From this point forward the IBC operated under the direction of the Custodial Hands of the Cause and they agreed to carry out Shoghi Effendi's plans for its evolvement.(Ministry of the Custodians, p. 37) In November 1959 the Hands announced to the Baháʼí world that the International Baháʼí Council would go from an appointed body to an elected body. They said: "We wish to assure the believers that every effort will be made to establish a Baháʼí Court in the Holy Land prior to the date set for this election. We should however bear in mind that the Guardian himself clearly indicated this goal, due to the strong trend towards the secularization of Religious Courts in this part of the world, might not be achieved." (Ministry of the Custodians, p. 169) The IBC's recognition as a Baháʼí court was never achieved.

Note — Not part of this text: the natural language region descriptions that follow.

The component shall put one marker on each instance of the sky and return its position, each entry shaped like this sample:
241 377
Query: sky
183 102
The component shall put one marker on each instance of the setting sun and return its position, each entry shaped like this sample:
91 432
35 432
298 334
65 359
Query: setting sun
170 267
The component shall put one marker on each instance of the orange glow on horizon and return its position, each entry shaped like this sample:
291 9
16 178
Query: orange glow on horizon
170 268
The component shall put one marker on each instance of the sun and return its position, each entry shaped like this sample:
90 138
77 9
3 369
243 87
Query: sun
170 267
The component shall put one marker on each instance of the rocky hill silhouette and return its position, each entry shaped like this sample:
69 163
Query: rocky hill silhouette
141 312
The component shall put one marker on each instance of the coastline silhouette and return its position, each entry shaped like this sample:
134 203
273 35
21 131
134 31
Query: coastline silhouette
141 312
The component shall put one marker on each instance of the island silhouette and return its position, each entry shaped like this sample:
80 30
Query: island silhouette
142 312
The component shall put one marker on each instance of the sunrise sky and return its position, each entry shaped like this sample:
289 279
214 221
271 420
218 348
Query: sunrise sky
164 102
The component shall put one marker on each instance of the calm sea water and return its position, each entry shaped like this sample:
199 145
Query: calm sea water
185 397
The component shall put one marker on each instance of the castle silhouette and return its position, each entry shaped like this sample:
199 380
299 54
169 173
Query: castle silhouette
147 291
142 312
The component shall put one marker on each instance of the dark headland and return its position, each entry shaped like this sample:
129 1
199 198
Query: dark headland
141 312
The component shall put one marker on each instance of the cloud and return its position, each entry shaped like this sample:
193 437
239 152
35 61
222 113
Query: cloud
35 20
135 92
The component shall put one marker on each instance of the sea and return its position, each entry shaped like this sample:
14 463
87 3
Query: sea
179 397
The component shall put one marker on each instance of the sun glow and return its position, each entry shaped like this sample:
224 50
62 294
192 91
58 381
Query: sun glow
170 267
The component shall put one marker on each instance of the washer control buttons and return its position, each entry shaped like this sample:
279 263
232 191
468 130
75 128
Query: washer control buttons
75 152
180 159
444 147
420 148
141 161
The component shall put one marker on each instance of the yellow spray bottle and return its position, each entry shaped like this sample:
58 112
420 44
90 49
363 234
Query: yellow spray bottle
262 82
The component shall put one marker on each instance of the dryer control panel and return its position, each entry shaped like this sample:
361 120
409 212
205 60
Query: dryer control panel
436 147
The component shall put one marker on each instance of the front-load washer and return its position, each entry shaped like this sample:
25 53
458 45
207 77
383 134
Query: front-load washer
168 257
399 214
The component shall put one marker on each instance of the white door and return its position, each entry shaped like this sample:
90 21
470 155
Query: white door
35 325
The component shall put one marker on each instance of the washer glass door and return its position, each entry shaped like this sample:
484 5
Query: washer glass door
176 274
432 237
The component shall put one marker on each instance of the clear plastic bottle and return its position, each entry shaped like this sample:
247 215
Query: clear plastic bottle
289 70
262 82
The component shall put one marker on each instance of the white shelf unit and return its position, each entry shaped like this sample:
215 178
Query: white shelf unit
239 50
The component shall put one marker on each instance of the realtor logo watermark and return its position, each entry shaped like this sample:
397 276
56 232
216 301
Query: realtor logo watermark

In 1960 one of the members of the IBC, Charles Mason Remey, was declared as a Covenant-breaker by the Hands for claiming to be the Guardian and was expelled from the Baháʼí Faith.

===Duly Elected Body===
The election for the new International Baháʼí Council was scheduled for Ridvan 1961. The Hands of the Cause declared themselves ineligible for election and requested the Baháʼís not vote for them since the appointed institutions of the Baháʼí Faith were different in both nature and function from the elected administrative bodies. The election was concluded via postal ballot by all members of National Spiritual Assemblies and regional spiritual assemblies of 1960–61. All adult Baháʼís were eligible for election except for the Hands of the Cause. The members of the elected Council were:

- Ali Nakhjavani		(1961–63)	President
- Sylvia Ioas	(1961–63)	Vice President
- Charles Wolcott	(1961–63)	Secretary General
- Jessie Revell		(1961–63)	Treasurer
- Ian Semple		(1961–63)	Assistant Secretary
- Luṭfu'lláh Ḥakím	(1961–63)	Eastern Assistant Secretary
- Ethel Revell		(1961–63)	Western Assistant Secretary
- Borrah Kavelin		(1961–63)	Member-at-large
- Mildred Mottahedeh	(1961–63)

The elected IBC was under the direction and supervision of the Hands of the Cause of God. The Council's responsibilities included two of the original functions assigned by Shoghi Effendi:
- to forge links with the Israeli authorities, and
- to negotiate with them related to matters of personal status.

In addition to these, the Hands instructed the Council to assist them with:
- the care of the properties at the World Centre,
- the establishment of the Universal House of Justice,
- any other functions they assigned.

===Universal House of Justice===
The election of the Universal House of Justice took place on Ridvan 1963. With this election, the International Baháʼí Council ceased to exist although five male members of the Council were elected.